Revierförster Reich erläuterte das Planwerk. Die Forstarbeit geschieht hauptsächlich in den Distrikten Wasen, Tannengarten und Schneiderin. Der Einschlag in den nächsten Jahren wird laut Reich bei 370 Festmeter liegen. Nach der Betriebsplanung kann voraussichtlich mit Einnahmen in Höhe von 20 100 Euro gerechnet werden. Für Holzernte, Kulturen, Forstschutz, Bestandspflege und den laufenden Betrieb werden voraussichtlich Ausgaben in Höhe von 19 650 Euro entstehen.

"Wenn man sich den Holzpreis ansieht, muss man froh über eine schwarze Null sein," kommentierte Schmid das Ergebnis. Der leichte Überschuss ist auch auf den Verkauf von Brennholz zurückzuführen, das Häuslesbesitzer vermehrt verfeuern und dafür jetzt einen höheren Preis zahlen müssen.
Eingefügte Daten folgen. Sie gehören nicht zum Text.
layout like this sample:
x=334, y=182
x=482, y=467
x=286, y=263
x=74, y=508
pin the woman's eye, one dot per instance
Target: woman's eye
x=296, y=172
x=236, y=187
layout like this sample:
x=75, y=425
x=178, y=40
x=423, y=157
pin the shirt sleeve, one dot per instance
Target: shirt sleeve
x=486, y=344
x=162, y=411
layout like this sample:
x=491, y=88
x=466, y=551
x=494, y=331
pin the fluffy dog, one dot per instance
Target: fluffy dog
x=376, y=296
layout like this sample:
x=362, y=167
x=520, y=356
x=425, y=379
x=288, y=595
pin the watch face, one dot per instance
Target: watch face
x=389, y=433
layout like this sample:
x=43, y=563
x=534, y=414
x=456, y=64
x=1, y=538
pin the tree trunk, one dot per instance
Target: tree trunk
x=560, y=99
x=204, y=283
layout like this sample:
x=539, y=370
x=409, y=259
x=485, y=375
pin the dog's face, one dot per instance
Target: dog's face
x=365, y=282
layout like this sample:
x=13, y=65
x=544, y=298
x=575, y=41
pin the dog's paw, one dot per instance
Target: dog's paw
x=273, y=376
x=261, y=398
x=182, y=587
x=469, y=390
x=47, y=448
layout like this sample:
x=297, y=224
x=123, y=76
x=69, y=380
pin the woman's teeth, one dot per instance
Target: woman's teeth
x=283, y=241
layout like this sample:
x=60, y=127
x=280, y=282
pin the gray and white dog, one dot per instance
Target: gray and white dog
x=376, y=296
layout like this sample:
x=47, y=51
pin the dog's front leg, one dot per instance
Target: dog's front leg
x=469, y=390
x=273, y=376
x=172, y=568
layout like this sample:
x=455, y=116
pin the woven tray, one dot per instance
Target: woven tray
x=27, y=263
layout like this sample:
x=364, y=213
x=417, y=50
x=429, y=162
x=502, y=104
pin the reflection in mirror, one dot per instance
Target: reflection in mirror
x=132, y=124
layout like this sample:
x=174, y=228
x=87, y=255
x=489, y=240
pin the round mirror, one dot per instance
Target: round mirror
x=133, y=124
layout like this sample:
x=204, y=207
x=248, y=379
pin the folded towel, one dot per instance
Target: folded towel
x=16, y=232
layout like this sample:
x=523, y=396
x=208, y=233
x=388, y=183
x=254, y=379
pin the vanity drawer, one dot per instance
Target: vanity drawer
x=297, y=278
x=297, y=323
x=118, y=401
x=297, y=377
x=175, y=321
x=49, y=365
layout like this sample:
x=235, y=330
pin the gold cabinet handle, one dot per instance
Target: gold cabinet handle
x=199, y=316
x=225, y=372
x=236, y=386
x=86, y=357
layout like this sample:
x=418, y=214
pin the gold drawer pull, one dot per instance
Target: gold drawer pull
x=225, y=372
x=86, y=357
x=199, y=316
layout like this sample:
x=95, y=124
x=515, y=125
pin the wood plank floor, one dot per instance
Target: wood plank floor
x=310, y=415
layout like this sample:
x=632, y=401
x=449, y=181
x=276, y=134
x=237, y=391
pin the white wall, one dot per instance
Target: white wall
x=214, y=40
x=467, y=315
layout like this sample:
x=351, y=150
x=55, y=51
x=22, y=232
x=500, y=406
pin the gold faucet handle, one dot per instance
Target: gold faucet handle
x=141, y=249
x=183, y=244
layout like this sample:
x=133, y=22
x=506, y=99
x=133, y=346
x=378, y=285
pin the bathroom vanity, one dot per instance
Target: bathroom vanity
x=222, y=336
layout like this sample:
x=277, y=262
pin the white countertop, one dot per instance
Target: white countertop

Obwohl Stürme den Wald in den vergangenen Jahren auslichteten, so Reich, sei eine weitere Durchforstung aus Gründen der Pflege und des alternden Bestand notwendig. "Wir werden prüfen, was noch drauf steht und feststellen, was wir noch schlagen können." Probleme bereiten nach wie vor der Läusebefall und in einzelnen Abschnitten der Borkenkäfer.

Seit neuestem treibt sich auch das Schwarzwild wieder im Tal herum. Reich geht davon aus, dass die Wildsäue entlang der Autobahn den Weg nach Schlierbach gefunden haben. Das ist für Kleingartenbesitzer ein Ärgernis, so Reich. Die Maisfelder locken das Schwarzwild zusätzlich an. Das Problem könne man nur mit einer professionellen Bejagung lösen. Reich will sich diese Option offen halten.

Der Zustand der Waldwege sei insgesamt gut. "Bis auf gewisse Bereiche, die von den Leitungsbauern in Mitleidenschaft gezogen wurden", sagte der Revierförster. An diesen Stellen sei eine Instandsetzung nötig, was in Zusammenarbeit mit der Gemeinde geschehe.